1. Reusing Concrete Tanks 

Many homeowners reuse concrete septic tanks to save money on installation costs. This is often done because of how durable concrete septic tanks can be. Before deciding to reuse an old concrete tank, have it thoroughly inspected by a professional to ensure there are no cracks and that it is structurally sound. Once it has been thoroughly inspected and deemed safe for use, the inside will have to be retrofitted with a sturdy liner to guard against cracks. The liner can also help prevent corrosion that often leads to septic tank failure. 

2. Inspect And Pump Regularly 

For the average septic tank owner, inspections should be completed by a professional every three years. In addition to this, most septic tanks will need to be pumped every 3 to 5 years. If your concrete septic tank has an electrical float switch, mechanical component or a pump, it needs to be inspected once a year. Some of the top factors that will influence how often your septic tank gets inspected include your household size, the size of your septic tank, the total amount of wastewater generated and the volume of solids found in your wastewater. 

3. Repair Minor Damages Quickly 

If there are minor damages to your concrete septic tank, it is crucial to get them repaired as soon as possible. If you fail to fix issues promptly, the issues can become massive and you may need to replace your entire system. Common damages concrete septic tanks get can include damaged baffles, cracked tops and worn out outlets and pipe inlets. 

4. Use Water Efficiently 

The average home uses up to 70 gallons of water each day per individual. A single leaking faucet or toilet can waste up to 200 gallons of water each day. The more water going down your pipes will increase the wear on your tank. If your household learns to conserve water, it will reduce the risk of your septic tank failing. Additionally, you will save money on your monthly water bill. Common ways to save money on your water and reduce the strain on your concrete septic tank include installing high-efficiency toilets, installing low-flow showerheads and only washing full loads of laundry and dishes. 

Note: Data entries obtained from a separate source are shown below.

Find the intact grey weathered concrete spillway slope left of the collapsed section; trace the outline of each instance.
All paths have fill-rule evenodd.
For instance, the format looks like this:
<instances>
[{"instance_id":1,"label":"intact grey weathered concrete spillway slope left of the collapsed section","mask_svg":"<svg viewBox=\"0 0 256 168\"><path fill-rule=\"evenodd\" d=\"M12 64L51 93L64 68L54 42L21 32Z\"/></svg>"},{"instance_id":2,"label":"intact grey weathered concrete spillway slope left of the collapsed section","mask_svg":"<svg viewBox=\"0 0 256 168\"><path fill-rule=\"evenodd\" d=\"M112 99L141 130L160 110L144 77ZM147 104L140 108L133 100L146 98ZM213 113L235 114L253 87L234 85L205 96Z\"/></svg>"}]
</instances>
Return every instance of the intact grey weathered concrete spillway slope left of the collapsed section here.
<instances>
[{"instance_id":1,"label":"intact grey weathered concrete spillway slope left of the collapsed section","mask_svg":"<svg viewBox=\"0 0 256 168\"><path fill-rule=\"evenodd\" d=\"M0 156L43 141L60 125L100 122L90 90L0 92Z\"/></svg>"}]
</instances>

5. Properly Dispose Of Waste 

Whether you grind it up in the garbage disposal, flush it down your toilet or pour it down your kitchen sink, anything that goes down your pipes will end up in your septic system. What goes down your pipes into your tank will affect how well it works. Keep in mind that your septic system is not a trash can. Never flush anything that is not toilet paper or human waste. Do not flush paper towels, cigarette butts, non-flushable wipes, oil and grease, pharmaceuticals, coffee grounds, dental floss, condoms, common household chemicals or feminine hygiene products. 

Keep Maintaining Your Concrete Septic Tank System

Taking the necessary steps to maintain your concrete septic tank will ensure it lasts as long as possible. Any issues should be looked at by a professional right away so that matters do not get worse or more expensive.